Several of the regular cast are recognisable faces albeit those lacking Doctor Who form. Rodney Bewes, Stien, was Bob Ferris in The Likely Lads and it's sequel Whatever Happened to the Likely Lads? Rula Lenska, playing Styles (a prominant character that never gets to meet the Doctor) found fame in Rock Follies but would have been known to science fiction audiences as the Lintillas in the second radio series of The Hitchhiker's Guide to the Galaxy (her character doesn't appear in any other version) At the time of making this series she was Mrs Dennis Waterman and the second of his wives to appear in Doctor Who after Patricia Maynard's turn as Miss Winters in the Fourth Doctor's first story, Robot.

Cast as Professor Laird is Chloe Ashcroft. It's not her first acting role, but as someone who grew up with her as a regular Play School presenter it's slightly odd, a bit like casting Sarah-Jane Honeywell in the new series! (One of my regular readers is a big fan of Miss Honeywell and would welcome such a thing happening). She's not the first Play School presenter to appear by any means: The greatest of them all Brian Cant was in The first episode of the Dalek Masterplan and the Dominators while Chris Tranchell was in the Massacre & The Invasion of Time. Apparently Colin Jeavons of The Underwater Menace and K-9 & Company also has Play School presenting on his CV!

While not a hugely famous name at the time of broadcast Maurice Colbourne, playing Lytton, would have been recognised as the lead in the BBC's Gangsters (written by future Doctor Who writer Philip Martina) or his role in The Day of the Triffids. He'll be back as Lytton for Attack of the Cybermen, alongside Michael Jeffries & Mike Braden who play the policemen. Later in 1985 he gains national fame as Tom Howard in Howard's way. He's the second Maurice cast this season after Maurice O'Connell as Cockerill in Frontios. There are two more Maurices yet to come this year which for such an uncommon first name is rather a lot!

Also shortly to find fame in a BBC soap is Leslie Grantham who plays the Engineer Kiston. While spending time at Her Majesty's pleasure he had undertaken acting classes run by former Doctor Who companion Louise Jameson and later in 1984 was cast in the BBC's new series East Eneders as Pub Landlord Den Watts.

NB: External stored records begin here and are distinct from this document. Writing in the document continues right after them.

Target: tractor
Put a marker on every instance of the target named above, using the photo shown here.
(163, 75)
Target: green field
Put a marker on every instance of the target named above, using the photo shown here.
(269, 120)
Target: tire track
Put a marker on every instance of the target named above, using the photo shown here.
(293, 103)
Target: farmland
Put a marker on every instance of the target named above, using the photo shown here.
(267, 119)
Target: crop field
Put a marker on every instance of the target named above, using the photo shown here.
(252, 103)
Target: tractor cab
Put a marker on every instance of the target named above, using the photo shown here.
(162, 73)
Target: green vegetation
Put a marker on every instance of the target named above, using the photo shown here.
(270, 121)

I'm told that amongst the background cast are Graham Cole (Cyberman/Marshman/Melkur and future PC Tony Stamp in The Bill) as a Crewmember plus his fellow Marshman Barney Lawrence as a trooper. Finally the poor chap with a metal detector, murdered by Lytton's policemen on the off chance that he might have seen them nab Tegan, is Pat Judge, the father of John Nathan-Turner's secratary Jane Judge!

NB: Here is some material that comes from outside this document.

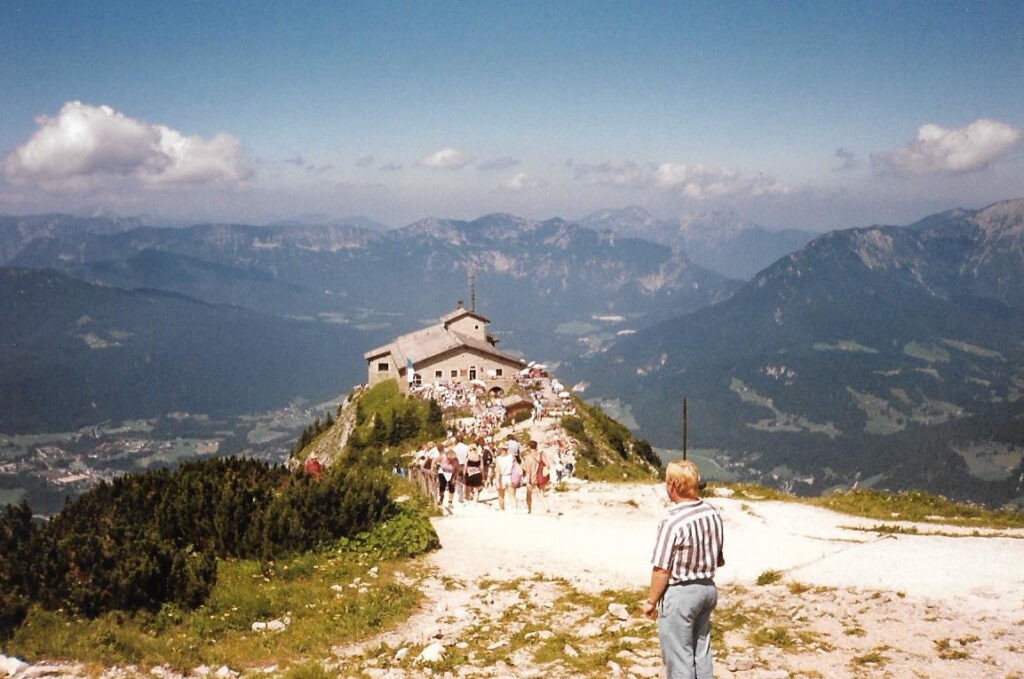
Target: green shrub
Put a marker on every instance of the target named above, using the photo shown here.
(145, 541)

Resurrection of the Daleks is the only Fifth Doctor story not to be novelised for Target books. Rumour has it that no agreement could be reached between Eric Saward & Terry Nation's agent as to how the book's royalties should be split. A similar situation exists for Saward's second Dalek tale, Revelation of the Daleks.

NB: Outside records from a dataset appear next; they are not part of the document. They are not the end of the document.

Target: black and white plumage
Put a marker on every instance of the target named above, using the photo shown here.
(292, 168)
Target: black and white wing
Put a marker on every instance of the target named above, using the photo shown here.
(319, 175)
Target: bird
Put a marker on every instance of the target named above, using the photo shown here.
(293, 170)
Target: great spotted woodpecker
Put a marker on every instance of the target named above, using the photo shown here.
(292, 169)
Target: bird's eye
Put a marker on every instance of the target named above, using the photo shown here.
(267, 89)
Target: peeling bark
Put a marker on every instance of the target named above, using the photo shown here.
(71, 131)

Resurection of the Daleks was released on video in November 1993 using the 4 part version of the story. The same tape was reissued in September 2001 as part of the WHSmiths Davros boxset alongside Genesis of the Daleks, Destiny of the Daleks, Revalation of the Daleks & Remembrance of the Daleks.

The 4 part version was used for the intial DVD release (see the Restoration Team article for details which featured a commentary with Peter Davison, Janet Fielding and director Matthew Robinson. This disc was also featured in a Dalek set exclusive to WHSmiths with DVDs of Dalek Invasion of Earth & Remembrance of the Daleks and then again in the Davros Collection DVD Box Set which contained the DVD versions of the five stories in the VHS boxset above. The two part version, with a new commentary by Terry Molloy, Eric Saward, and Peter Wragg, was finally commercially released, alongside the 4 part version, in Doctor Who Revisitations Box Set - Volume 2 with Seeds of Death & Carnival of Monsters.